Wednesday, November 30, 2005
Engaging the Culture, Engaging the Church
I appreciate the humility underlying Michael S.'s conception of his role as "helping the world see through the Church's eyes," but it triggers in my mind a broader question as to what the proper scope and limits of the Catholic legal theory project are. Is the project simply to engage the legal culture with the Church's truth claims? Or are we also to engage the Church with truths discovered -- or at least helpfully articulated -- by the legal culture? Maybe the eligibility requirements for the priesthood are not readily amenable to insights derived from lives in the law (other the lawyer's natural inclination to hold up the current policy to the logic of past teachings), but won't there be other areas where legal theorists will have something to say, not just from the Church, but to the Church? I'm not just talking about prudential judgment regarding the application of theological claims to the legal system.

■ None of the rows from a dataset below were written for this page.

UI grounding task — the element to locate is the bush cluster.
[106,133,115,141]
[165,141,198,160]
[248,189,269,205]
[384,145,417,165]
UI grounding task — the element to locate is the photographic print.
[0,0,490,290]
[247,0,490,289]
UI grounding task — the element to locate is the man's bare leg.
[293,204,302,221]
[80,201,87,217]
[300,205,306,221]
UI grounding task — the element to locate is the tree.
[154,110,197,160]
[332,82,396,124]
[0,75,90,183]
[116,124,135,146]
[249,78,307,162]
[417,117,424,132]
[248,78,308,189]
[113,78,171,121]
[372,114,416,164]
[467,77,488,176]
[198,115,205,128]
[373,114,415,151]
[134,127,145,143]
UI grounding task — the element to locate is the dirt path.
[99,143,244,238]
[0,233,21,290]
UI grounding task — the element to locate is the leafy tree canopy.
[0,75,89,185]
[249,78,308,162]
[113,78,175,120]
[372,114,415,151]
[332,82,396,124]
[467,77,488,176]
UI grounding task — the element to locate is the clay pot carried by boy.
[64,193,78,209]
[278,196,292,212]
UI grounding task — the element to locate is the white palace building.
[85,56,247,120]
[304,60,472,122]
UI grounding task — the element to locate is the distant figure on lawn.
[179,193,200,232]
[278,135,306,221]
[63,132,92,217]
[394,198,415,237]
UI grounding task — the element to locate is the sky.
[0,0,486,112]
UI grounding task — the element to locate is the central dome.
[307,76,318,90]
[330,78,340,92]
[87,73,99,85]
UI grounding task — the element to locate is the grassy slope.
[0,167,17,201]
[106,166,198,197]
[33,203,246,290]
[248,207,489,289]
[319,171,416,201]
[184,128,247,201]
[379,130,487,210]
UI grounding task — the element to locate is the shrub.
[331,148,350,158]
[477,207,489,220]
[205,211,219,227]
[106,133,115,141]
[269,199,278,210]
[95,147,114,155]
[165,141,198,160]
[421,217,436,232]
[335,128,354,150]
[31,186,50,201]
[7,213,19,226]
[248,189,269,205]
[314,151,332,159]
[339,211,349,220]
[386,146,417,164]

For example, the political theory insights of John Courtney Murray and others produced some dramatic shifts in the Church's stance on religious liberty -- shifts that encompassed the theological claims underlying religious liberty, not just the implementation of fixed theological claims in the political culture. So while Catholic legal theorists are not necessarily equipped to enter into the ongoing theological discourse within the Church, don't claims grounded in legal theory have the potential to shift theological discourse?
To be clear, I don't quibble with the thrust of Michael S.'s reflection, and I don't think the Catholic legal theory project should ever become the let's-make-Catholic-legal-theory-more-like-liberal-legal-theory project, but isn't the bridge we're constructing between the Church and the legal culture open to traffic in both directions?